Like most supporters of independence, I’m deeply committed but a pragmatist.
I believe that at the heart of this aspect of the debate lies a question of definition which could be dismissed as semantics, but which I believe is critical.
Mr Hamilton returns to this subject (Letters, 20 May) and is firmly of the opinion that an independent Scotland will not be a continued member.
What the Scottish Government has said is that it will apply for membership through Article 48 under the principle of “Continuity of Effect”, on the basis that Scotland has complied with the required criteria related to all statutes and treaties for more than 40 years.
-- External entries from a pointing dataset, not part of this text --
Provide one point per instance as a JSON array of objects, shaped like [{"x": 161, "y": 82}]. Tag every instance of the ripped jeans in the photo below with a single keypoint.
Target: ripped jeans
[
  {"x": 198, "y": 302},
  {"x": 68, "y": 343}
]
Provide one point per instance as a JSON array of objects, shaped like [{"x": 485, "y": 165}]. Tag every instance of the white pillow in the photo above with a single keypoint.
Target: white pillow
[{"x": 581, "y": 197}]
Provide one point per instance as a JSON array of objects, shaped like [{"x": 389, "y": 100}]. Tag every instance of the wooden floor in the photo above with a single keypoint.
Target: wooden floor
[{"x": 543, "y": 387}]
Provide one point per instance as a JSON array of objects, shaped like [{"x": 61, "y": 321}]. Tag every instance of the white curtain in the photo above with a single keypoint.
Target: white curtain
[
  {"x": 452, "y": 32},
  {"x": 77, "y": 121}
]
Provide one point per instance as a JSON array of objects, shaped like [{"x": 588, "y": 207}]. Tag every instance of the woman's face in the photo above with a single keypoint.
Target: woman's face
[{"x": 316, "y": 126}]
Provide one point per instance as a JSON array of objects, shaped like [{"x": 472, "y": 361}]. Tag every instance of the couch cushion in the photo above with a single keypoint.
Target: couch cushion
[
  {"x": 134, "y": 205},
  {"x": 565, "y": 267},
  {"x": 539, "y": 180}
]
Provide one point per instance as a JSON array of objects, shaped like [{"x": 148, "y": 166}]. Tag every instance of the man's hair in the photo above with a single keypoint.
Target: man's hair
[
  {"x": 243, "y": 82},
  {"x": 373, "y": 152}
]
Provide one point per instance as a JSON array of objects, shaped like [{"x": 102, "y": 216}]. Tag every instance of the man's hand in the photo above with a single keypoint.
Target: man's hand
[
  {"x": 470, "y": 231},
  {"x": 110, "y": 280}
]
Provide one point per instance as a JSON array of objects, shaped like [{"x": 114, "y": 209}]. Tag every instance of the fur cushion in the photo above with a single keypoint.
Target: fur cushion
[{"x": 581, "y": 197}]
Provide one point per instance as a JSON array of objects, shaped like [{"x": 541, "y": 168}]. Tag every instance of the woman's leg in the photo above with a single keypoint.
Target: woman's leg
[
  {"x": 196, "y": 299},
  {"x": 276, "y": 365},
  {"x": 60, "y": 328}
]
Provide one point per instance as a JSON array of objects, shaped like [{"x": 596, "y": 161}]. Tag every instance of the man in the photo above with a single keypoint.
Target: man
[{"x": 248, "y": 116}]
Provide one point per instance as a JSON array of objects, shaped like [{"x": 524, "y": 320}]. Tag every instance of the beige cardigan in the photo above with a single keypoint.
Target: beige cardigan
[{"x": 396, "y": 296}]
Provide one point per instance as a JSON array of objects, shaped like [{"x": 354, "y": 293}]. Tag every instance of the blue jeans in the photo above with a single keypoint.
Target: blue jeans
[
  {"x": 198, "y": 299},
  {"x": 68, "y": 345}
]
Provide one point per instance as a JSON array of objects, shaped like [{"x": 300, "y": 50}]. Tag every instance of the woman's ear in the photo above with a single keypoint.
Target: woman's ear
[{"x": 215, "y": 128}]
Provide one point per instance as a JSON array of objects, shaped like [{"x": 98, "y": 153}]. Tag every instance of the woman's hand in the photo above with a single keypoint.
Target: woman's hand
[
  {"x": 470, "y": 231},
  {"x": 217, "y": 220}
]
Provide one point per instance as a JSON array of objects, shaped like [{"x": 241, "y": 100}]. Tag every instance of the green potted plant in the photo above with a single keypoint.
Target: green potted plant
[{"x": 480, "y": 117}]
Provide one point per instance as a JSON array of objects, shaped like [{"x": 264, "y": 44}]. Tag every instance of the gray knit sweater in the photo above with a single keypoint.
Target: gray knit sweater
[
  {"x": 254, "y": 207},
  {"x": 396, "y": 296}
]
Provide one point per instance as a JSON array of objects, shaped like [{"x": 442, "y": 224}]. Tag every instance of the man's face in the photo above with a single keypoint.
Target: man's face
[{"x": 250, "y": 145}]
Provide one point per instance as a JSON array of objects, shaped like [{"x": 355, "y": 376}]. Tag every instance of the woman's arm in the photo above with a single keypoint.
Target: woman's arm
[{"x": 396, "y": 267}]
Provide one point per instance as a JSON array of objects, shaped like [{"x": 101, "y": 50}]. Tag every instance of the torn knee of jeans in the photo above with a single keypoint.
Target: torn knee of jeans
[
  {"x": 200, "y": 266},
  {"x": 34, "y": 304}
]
There is a difference. It is the view of the Scottish Government, and this has been backed up by legal experts, that this does not constitute enlargement and so the comments of Stefan Fule, European Commissioner for Enlargement and European Neighbourhood Policy, which are based on Scotland applying as a completely new applicant have limited relevance.
Mr Hamilton consistently makes the point about the reference in Scotland’s Future to seamless accession as if it was being claimed this would happen on 19 September, 2014 rather than some 18 months to two years later after a lengthy period of negotiation.
Additionally, I think unionists have a tendency to underestimate the strength of Scotland’s negotiating position and the attitude of EU members to Scotland needs to be viewed in the context of the UK’s in/out referendum.